A–Z of prescribing for children
This series focuses on aspects of prescribing for neonates, children and young people, from A–Z. Aspects of pharmacokinetics will be considered, alongside legal considerations, consent and medications in schools
It has been more widely accepted in recent years that the inclusion of patients in the therapeutic prescribing process is more beneficial to the patient, and concordance considers the wishes and expectations of both the prescriber and the patient (Atal et al, 2019), which also includes children. This is a shift in approach to patient care, but also terminology, where ‘compliance’ and ‘adherence’ have been used. The term compliance is now outdated, as it had a focus on patient obedience to instructions (Rae, 2021), which is not applicable to children not adhering to medication regimes. ‘Adherence’ is less autocratic than compliance, and there is a view that the prescriber is given more information to the patient before they agree to take the medication.

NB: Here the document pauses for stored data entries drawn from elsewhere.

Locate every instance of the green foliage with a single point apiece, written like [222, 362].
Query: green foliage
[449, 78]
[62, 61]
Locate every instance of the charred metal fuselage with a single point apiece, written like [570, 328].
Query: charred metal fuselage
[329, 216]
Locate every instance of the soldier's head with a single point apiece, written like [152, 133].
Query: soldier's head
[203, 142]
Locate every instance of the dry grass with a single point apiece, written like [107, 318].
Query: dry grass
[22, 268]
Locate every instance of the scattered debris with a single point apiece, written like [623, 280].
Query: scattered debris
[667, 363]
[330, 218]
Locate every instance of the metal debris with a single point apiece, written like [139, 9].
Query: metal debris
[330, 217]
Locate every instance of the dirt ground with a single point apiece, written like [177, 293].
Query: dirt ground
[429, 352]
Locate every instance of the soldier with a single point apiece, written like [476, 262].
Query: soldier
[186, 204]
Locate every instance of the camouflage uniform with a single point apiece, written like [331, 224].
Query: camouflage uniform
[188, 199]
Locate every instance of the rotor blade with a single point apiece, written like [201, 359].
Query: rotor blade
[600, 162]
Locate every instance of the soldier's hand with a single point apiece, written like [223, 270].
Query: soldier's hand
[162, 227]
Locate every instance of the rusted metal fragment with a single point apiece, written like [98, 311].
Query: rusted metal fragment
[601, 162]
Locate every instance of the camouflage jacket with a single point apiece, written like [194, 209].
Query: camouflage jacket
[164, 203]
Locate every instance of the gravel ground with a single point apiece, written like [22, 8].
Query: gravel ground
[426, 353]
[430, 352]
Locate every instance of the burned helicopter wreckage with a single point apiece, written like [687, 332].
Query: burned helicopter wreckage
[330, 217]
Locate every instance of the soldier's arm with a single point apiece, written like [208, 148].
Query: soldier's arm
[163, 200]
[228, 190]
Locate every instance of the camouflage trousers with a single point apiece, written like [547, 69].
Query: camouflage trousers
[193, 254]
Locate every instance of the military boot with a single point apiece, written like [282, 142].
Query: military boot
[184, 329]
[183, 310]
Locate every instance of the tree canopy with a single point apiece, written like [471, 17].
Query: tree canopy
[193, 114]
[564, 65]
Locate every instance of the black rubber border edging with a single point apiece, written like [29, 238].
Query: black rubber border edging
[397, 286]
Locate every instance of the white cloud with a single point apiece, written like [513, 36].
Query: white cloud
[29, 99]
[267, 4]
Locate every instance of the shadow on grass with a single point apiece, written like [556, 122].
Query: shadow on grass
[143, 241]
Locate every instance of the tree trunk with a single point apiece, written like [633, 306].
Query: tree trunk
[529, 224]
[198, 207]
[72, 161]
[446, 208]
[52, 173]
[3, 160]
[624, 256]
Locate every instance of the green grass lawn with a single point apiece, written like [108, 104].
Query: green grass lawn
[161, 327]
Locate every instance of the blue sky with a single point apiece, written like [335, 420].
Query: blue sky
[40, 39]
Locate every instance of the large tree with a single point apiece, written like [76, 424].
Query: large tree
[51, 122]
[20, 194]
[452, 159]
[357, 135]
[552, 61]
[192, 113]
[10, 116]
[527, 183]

Even 20 years ago, consideration was given to children's roles in concordance (Sanz, 2003), as the prescribing process is not just a two-way, process but a three-way one: the prescriber, the child and the parents. It is imperative to consider all beliefs, thought processes, and expectations from all involved in order to negotiate a successful plan of care. Factors that potentially influence a child's ability to take their medication need to be explored. These can include family relationships and influences, actual medicine formulations, or beliefs about the medication effectiveness or side effects; all these factors can all play a part (Chappell, 2015).